Wednesday, January 1, 2014

Life in the Waiting Room

[The Midweek Encounter is a ministry of Encounter Church in Kentwood, MI. These posts are a reflection on Sunday’s message, which can be heard here each week: http://myencounterchurch.org/#/hear-a-message]


When I get home from work, sometimes I’m lucky enough to have a container of leftovers waiting in the fridge. All I need to do is throw it in the microwave, and a few minutes later, there’s dinner. Microwaves are great like that. 

We live in a microwave society. New products claim to be “Faster than ever,” if you don’t like standing in line at the store you can order it online, and saving time is a common slogan in ads. Why wait for the oven when it can be cooked in the microwave? 

Yet the story Pastor Dirk talked about on Sunday is a very different picture. I had never realized how much time passed between when David was anointed to when he actually became king--about forty years.

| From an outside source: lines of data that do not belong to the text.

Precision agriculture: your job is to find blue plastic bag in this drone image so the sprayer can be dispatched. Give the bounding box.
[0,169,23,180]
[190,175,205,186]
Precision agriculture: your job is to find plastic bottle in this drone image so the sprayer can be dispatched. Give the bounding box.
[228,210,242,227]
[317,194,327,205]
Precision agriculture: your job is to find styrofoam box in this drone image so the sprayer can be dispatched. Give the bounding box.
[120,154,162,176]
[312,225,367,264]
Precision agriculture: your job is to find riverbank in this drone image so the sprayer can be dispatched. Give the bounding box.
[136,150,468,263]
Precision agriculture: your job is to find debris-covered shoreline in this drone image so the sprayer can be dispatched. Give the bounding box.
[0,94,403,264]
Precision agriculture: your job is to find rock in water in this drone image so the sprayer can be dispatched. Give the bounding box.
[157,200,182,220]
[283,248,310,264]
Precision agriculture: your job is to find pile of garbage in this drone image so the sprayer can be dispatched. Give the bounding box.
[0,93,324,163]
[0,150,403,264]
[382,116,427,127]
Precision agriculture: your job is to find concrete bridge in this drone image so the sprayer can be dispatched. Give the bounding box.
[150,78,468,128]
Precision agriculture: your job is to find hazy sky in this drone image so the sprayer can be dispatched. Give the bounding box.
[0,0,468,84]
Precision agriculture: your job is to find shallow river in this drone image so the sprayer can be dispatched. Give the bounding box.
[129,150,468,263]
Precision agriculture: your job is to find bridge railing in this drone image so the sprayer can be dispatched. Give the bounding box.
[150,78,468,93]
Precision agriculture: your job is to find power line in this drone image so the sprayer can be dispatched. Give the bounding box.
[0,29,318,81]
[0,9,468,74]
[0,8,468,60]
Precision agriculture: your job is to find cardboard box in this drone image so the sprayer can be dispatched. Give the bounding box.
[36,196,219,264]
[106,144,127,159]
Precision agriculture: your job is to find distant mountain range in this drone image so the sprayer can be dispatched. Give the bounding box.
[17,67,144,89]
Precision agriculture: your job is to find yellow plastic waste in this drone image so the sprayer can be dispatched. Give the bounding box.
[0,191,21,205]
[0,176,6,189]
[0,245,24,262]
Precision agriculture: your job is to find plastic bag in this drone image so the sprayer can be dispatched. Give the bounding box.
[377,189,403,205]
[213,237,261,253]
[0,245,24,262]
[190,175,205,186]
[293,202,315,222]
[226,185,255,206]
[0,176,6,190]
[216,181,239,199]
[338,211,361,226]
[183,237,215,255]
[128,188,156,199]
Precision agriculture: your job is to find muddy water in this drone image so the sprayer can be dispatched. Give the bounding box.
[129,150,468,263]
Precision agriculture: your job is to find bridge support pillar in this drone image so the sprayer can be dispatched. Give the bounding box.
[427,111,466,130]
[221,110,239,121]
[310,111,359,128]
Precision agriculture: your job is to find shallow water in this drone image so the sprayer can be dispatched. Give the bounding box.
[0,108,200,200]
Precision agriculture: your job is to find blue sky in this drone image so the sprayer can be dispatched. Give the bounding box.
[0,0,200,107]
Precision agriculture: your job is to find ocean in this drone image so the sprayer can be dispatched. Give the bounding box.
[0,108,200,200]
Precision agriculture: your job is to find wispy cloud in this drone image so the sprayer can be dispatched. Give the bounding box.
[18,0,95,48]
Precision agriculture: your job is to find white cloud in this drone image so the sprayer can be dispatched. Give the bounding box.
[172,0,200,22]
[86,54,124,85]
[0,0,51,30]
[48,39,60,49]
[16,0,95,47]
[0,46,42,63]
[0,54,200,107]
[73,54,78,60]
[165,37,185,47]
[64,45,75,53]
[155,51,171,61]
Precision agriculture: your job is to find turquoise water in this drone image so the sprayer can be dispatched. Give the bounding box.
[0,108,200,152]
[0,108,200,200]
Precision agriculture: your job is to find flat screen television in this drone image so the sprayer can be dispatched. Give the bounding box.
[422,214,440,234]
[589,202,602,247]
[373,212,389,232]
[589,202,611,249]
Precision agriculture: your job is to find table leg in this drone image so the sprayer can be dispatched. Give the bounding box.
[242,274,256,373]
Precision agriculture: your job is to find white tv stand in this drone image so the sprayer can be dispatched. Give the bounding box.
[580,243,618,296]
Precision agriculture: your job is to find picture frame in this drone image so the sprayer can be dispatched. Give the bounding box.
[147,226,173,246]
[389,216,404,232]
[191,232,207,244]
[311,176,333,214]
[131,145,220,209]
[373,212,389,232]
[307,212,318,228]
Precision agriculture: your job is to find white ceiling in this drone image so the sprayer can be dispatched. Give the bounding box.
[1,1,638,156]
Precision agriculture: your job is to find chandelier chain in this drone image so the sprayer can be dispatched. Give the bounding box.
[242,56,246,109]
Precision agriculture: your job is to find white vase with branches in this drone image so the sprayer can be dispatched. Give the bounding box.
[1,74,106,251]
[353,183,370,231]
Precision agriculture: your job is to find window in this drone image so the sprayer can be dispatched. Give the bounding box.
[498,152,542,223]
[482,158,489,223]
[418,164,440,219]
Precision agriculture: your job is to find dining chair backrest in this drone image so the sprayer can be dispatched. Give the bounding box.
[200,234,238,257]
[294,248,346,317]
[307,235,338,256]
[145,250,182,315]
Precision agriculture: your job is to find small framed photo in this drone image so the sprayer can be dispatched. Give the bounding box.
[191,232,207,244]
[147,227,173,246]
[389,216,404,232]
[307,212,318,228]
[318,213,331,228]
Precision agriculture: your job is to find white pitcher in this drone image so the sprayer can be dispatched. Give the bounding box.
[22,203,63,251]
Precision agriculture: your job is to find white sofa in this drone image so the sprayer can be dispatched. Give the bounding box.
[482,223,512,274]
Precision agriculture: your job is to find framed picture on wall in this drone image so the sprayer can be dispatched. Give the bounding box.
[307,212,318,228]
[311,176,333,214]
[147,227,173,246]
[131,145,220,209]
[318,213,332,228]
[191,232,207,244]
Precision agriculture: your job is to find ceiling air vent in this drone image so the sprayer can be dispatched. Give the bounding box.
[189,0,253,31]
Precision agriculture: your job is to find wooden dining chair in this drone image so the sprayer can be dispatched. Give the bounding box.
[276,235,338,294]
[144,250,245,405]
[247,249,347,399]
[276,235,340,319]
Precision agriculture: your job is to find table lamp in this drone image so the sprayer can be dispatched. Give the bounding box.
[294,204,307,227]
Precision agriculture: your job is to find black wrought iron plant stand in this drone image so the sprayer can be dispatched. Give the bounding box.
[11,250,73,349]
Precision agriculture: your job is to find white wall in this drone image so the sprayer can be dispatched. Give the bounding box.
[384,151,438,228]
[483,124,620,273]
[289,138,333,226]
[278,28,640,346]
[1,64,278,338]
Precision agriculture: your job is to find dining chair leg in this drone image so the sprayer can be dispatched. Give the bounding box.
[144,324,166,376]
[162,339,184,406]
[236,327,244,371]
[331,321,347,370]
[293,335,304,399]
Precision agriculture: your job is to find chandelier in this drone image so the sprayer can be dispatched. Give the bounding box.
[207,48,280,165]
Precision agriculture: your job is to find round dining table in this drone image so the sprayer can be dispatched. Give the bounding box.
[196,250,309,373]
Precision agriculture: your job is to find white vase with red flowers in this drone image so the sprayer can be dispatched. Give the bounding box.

As someone who has been around for just over half that long, I can hardly imagine waiting forty years for something to come to be. And it wasn’t an elusive, “This might happen”--it was guaranteed by God. David would become king.

As we head into 2014, most of us are probably waiting for something. It could be for a new job, children, a relationship, a vacation, or for God to finally tell us what we’re supposed to do with our lives. Some of these waitings may already have a guaranteed outcome, and we’re simply sitting in the in-between time. Others, though, may have no guarantees attached. We may desire them deeply, even know that what we’re asking for is a good, God-honoring thing,and yet here we sit in life’s waiting room. 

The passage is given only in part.